A group of lawmakers recently urged the Department of Energy to speed up its consideration of Holtec International’s request for a large federal loan to restart the Palisades Nuclear Generating Station in Michigan.
“[W]e urge the Department of Energy to give its fair, full, and swift consideration to the application,” the bipartisan, nine-member bloc of House members wrote in a letter dated Dec. 15 and shared online this week.
Rep. Bill Huizenga (R-Mich.), whose district on the shores of Lake Michigan includes Palisades, published the letter on his website.

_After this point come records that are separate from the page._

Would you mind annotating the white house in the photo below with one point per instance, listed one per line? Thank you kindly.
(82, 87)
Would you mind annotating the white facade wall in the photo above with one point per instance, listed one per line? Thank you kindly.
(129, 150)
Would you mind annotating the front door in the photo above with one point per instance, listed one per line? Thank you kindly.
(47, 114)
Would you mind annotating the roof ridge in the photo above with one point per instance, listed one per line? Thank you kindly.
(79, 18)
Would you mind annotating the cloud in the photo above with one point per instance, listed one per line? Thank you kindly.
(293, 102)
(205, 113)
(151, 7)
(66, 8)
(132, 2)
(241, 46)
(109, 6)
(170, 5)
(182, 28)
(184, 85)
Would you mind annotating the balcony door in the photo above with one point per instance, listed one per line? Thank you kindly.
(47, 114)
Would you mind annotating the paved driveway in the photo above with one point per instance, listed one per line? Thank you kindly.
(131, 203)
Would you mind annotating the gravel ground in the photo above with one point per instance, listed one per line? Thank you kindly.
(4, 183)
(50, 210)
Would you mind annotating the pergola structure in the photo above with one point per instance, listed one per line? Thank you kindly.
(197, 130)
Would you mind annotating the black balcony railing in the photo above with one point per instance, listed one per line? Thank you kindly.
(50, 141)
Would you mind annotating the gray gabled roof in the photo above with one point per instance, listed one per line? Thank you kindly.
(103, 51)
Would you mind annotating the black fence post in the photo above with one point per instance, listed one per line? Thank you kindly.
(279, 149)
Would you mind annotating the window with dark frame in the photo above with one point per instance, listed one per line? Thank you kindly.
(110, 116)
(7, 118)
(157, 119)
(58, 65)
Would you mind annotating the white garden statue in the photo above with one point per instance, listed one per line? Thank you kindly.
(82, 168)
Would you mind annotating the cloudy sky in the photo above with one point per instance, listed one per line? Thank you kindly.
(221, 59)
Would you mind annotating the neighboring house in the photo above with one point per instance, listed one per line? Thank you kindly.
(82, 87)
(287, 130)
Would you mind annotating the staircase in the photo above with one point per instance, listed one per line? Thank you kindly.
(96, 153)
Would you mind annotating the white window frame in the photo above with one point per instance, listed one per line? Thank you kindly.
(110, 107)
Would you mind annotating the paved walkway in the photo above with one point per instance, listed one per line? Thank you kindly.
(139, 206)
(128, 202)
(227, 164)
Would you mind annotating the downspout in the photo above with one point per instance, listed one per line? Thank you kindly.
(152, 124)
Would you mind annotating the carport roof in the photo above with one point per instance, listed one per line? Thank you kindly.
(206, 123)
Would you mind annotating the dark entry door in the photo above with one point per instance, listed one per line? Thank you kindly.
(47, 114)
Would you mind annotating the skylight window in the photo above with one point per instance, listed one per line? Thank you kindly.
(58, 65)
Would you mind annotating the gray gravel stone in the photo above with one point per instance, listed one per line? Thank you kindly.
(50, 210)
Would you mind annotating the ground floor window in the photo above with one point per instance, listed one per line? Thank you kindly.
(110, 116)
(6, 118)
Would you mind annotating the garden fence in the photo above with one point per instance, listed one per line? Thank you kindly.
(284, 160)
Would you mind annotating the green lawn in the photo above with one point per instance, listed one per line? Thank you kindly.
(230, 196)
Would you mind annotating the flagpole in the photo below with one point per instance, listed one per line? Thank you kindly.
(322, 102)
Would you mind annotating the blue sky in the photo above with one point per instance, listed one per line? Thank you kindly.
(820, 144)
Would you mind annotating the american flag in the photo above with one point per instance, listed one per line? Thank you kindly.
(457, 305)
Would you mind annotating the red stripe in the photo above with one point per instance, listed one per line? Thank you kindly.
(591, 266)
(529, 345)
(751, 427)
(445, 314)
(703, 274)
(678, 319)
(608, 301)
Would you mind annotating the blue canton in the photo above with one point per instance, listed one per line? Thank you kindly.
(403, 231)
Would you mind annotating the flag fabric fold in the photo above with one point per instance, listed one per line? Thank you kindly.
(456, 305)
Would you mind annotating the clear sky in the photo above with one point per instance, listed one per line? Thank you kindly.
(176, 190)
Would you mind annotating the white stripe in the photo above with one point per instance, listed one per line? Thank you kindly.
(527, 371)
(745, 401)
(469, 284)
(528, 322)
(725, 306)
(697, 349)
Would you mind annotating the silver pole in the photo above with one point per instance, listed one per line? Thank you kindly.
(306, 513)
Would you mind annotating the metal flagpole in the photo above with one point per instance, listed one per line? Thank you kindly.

According to its own public statements, Holtec seeks at least $1 billion from the Department of Energy’s Loan Programs Office. However, documents obtained by an environmental group show that Holtec at one point sought about $2 billion for a Palisades restart: something the company says is possible by August 2025, if it gets the loan.
Holtec has said it hopes DOE will approve or deny the loan application by Dec. 31. Earlier this year, the company thought the agency might decide as soon as June. Meanwhile, Holtec has formed an operating company to take over Palisades, if it restarts, and found a buyer for the electricity the plant would produce.
Other lawmakers who signed the letter to DOE and the Nuclear Regulatory Commission were:
Rep. Jack Bergman (R-Mich.)
Rep. John Moolenaar (R-Mich.)
Rep. Donald Norcross (D-N.J.)
Rep. Hillary Scholten (D-Mich.)
Rep. Elissa Slotkin (D-Mich)
Rep. Haley Stevens (D-Mich.)
Rep. Jefferson Van Drew (R-N.J.)
Rep. Tim Walberg (R-Mich.)
Palisades shutdown in 2022. Holtec bought the plant from Entergy to decommission it, but local and state lawmakers eventually supported a restart, with the state kicking in $125 million in financial aid in June as part of a Michigan budget bill.